Assim como este poder, aparentemente anônimo, usou e descartou Cunha, usou e descartou Aécio, usou e descartou Gedel, usou e descartou os “anônimos” e nem tão anônimos fascistas e radicais de direita, de todas as espécies, “movimentos livres”, liberais, neoliberais, grandes pequenos rentistas, usou Moro e Dallagnol, poderá, sim – depois de usar uma parte significativa do Sistema de Justiça – dizimar moralmente o que resta do Poder Judiciário, suprimindo todas as saídas institucionais e negociadas para a crise, dentro da ordem de 88.

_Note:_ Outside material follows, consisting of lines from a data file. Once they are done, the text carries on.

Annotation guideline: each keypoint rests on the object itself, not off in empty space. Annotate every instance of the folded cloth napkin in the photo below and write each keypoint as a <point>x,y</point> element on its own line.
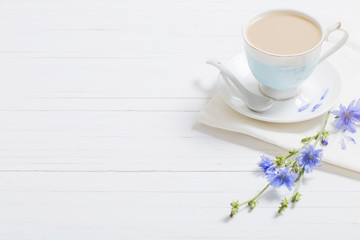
<point>347,61</point>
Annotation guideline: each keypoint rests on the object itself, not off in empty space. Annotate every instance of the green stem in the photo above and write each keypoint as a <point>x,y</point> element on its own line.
<point>261,192</point>
<point>322,129</point>
<point>319,135</point>
<point>300,180</point>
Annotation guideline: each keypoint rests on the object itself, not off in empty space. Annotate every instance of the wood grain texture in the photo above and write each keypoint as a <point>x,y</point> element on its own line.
<point>98,132</point>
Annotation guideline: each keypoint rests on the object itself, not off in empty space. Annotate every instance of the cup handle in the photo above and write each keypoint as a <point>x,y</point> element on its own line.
<point>338,45</point>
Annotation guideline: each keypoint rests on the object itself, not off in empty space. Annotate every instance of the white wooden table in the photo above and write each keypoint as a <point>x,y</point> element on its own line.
<point>98,133</point>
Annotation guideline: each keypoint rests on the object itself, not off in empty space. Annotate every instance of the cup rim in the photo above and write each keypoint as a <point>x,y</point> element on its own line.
<point>252,19</point>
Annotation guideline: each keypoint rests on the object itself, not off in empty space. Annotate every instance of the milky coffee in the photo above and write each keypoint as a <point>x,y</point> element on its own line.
<point>284,34</point>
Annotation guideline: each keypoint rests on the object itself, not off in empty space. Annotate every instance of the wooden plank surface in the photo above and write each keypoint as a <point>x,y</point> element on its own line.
<point>98,132</point>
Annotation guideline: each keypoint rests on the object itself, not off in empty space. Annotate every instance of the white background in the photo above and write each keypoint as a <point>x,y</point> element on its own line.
<point>98,133</point>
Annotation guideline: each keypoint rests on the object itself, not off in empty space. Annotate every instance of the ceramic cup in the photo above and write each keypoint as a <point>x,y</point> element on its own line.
<point>281,75</point>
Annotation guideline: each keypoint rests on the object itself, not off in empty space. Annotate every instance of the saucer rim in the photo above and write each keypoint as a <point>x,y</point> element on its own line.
<point>258,116</point>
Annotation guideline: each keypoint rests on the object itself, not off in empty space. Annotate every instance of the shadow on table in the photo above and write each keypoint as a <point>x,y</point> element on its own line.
<point>266,148</point>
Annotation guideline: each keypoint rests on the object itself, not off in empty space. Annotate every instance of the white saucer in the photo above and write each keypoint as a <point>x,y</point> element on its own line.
<point>319,93</point>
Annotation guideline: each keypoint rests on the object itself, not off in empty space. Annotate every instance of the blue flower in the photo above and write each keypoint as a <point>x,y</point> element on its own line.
<point>281,177</point>
<point>310,157</point>
<point>266,163</point>
<point>347,117</point>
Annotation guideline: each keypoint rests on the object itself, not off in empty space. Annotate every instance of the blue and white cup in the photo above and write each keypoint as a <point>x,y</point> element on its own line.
<point>281,75</point>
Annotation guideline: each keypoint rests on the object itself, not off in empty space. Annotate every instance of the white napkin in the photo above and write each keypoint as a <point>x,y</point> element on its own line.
<point>288,136</point>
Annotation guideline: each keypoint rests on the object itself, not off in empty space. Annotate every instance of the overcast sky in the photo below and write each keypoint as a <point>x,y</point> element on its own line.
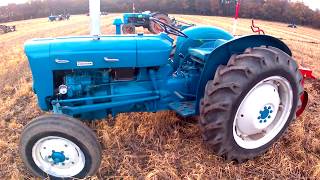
<point>313,4</point>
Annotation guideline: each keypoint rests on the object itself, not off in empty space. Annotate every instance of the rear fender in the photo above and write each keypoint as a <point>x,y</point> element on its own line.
<point>222,54</point>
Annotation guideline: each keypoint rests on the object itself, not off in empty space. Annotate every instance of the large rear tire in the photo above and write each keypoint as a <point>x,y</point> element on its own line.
<point>60,147</point>
<point>250,103</point>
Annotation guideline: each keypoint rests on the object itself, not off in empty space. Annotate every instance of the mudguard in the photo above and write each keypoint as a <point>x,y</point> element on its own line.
<point>222,54</point>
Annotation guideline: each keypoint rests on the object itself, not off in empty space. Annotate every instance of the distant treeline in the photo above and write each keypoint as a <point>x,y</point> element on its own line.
<point>274,10</point>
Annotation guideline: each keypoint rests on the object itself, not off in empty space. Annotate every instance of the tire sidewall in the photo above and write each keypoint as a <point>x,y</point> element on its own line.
<point>272,72</point>
<point>32,141</point>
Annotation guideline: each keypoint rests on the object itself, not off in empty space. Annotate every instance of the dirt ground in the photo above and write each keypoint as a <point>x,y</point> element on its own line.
<point>160,145</point>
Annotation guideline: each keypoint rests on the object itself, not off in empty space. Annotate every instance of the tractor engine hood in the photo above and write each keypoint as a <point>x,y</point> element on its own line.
<point>47,56</point>
<point>107,52</point>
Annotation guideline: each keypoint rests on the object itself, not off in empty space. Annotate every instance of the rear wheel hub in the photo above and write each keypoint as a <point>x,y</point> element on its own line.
<point>263,112</point>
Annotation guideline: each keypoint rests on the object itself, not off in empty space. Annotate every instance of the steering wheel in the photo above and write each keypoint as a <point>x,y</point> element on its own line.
<point>168,28</point>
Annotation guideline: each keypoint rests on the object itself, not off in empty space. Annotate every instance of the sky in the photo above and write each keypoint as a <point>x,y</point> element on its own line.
<point>313,4</point>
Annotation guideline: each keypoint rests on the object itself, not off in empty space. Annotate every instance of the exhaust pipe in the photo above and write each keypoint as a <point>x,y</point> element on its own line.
<point>94,10</point>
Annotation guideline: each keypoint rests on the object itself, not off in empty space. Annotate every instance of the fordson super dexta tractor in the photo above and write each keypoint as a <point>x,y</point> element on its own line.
<point>245,91</point>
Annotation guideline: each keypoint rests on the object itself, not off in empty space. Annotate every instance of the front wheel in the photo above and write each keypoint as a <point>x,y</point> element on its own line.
<point>250,102</point>
<point>60,147</point>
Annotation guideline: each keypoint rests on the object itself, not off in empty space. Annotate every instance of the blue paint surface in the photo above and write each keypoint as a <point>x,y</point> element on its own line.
<point>131,73</point>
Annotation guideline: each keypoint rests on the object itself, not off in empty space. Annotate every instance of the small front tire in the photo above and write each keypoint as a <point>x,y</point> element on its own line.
<point>60,147</point>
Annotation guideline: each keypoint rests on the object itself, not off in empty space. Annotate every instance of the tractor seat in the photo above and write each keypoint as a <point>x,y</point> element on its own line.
<point>201,53</point>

Não é gratuito que esta campanha de pressão – que é também uma proposta de acordo à medida que ela pode desaparecer de uma hora para outra – ocorra precisamente no momento em que o Supremo irá julgar o “Habeas Corpus” do Presidente Lula. Neste momento, o sistema de poder paralelo ao Estado e aos partidos, está dizendo aos Juízes: “se comportem, vejam o que nós podemos fazer com vocês.” É um moralismo pragmático, de bordel, usado como instrumento político e não uma crítica séria da distribuição injusta da renda pública, que é tão injusta como a distribuição da renda privada, no modelo neoliberal em curso que eles promovem com fé e autoritarismo.
Uma relação horizontal de discussão programática, entre as equipes das prováveis candidaturas de esquerda, para buscar localizar pontos comuns de uma programa mínimo de transição – dentro da ordem de 88 – se impõe neste momento. Seria a busca de uma saída da economia liberal-rentista, em vigor, para uma economia de crescimento e geração de renda, com uma inserção internacional baseada na cooperação interdependente com soberania, sem submissão ao capitalismo financeiro hegemônico na atual ordem global. Isso, que poderá ocorrer, sem que as partes percam as suas características e abdiquem dos seus “programas máximos” para o futuro, parece ser a melhor fórmula democrática, para que novas forças políticas governem e mudem o país para muito melhor, seja a partir de 18, seja num futuro próximo nem tão remoto.
(*) Tarso Genro foi Governador do Estado do Rio Grande do Sul, prefeito de Porto Alegre, Ministro da Justiça, Ministro da Educação e Ministro das Relações Institucionais do Brasil.